In order to further defend this act, reason is found in Argument B: if same sex marriage is
federally recognized, in which case DOMA would be overturned, then all other types of
arrangements such as polygamy and non-committed co-inhabited relationships could essentially
be passed through the court as both legal and legitimate instances of constituting marriage. It is
evident that, at the present time, no states allow polygamy whereas many states do allow samesex marriage. However, overturning DOMA in order to force the federal government to
recognize state law as it exists would afford polygamous practitioners the opportunity to argue
for state and federally recognized polygamous marriages. It is necessary for DOMA to be
upheld in order to maintain the normative ideals of the majority of Americans. This act is not a
persecution of those ideals which deviate from the norm but a critique outlining the limited
power to represent those interests. Furthermore, maintaining a set of social norms within federal
law is necessary to maintain a balance in society and within the status quo.
It is clear that practices such as polygamy do exist within society.

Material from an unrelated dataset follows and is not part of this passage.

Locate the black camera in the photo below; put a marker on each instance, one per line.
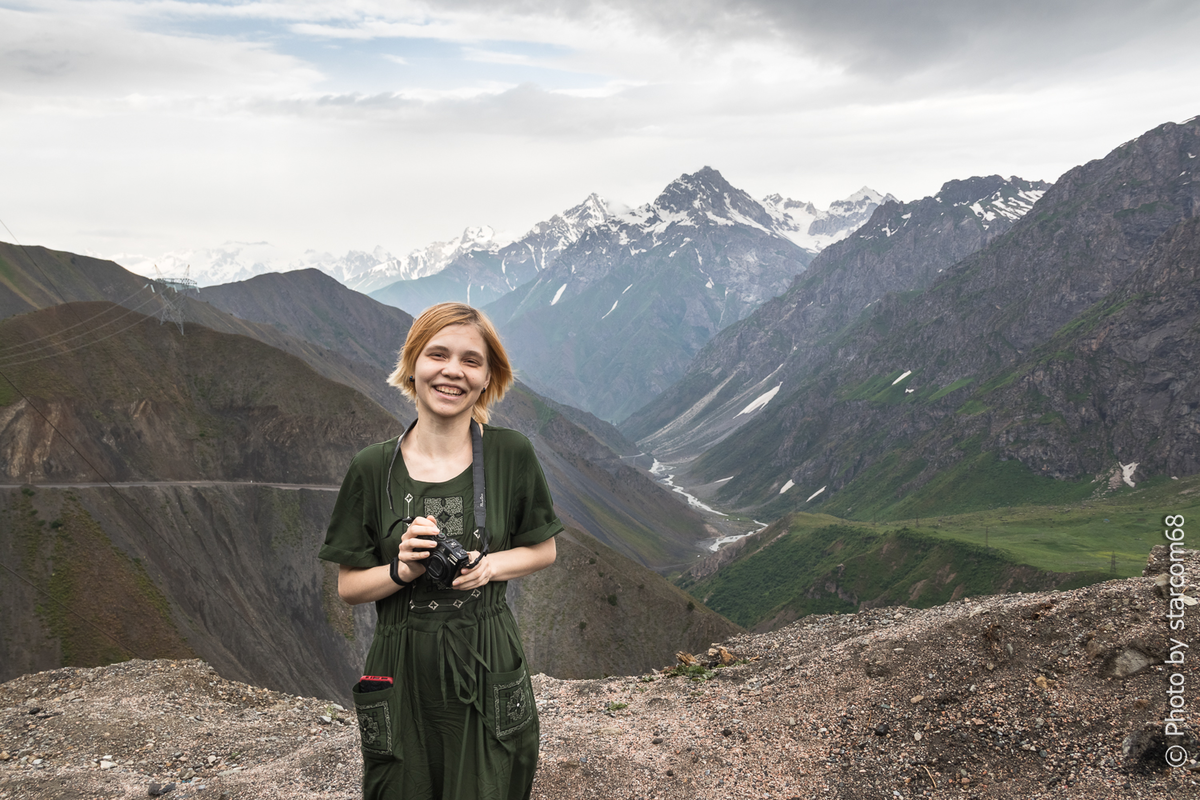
(445, 561)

Referencing the Model
Penal Code, however, polygamous practices do not conform to normative thought and are
criminalized. If DOMA should be overturned then law will require the government not only to
decriminalize the practice of polygamy but offer it the same federal advantages as homosexual
marriages. While it is also common for living situations to be comprised of roommates, a pair or
threesome of friends, either hetero or homosexual, the persons within these parties do not
federally benefit from these non-romantic relationships. Refusal to uphold DOMA would require
the further delegation of federal benefits to any non-committed co-inhabited relationship.
In a most recent decision handed down in the 5th circuit in the case of Oren Adar and
Mickey Ray Smith v. Darlene W. Smith, the state of Louisiana's refusal to list the two gay parents
of a Louisiana-born boy adopted in New York State was upheld. Although it was Louisiana state
practice to list the adoptive parents on new birth certificates, regardless of marital situation, the
state cited their law on banning same-sex marriage in order to uphold their decision. Under this
precedent, it can be argued that if it is rational for a state to confine the changing of birth
certificates to place the names of the adoptive parents to only opposite-sex couples, why then
isn’t it rational for the federal government to confine recognition to opposite-sex married couples
as well?
The Defense of Marriage Act is constitutionally defensible under the acceptance of these
stated arguments. Advocating a particular moral standard aside, above all the Act ensures to the
states that they and they alone have the authority to determine the eligibility requirements which
constitute a marriage. As reasoned in the conclusion of the Gill case, “the federal government
cannot, therefore, have a legitimate interest in disregarding those family status determinations
properly made by the states” (Gill, 32). If Section 3 of DOMA recognizes marriage as the union
between a man and woman, and it is under this precedent that a state establishes a law which
refuses to recognize the union of a sex-same couple, then it is the duty of the federal government
to honor the decision and definition of marital constitution.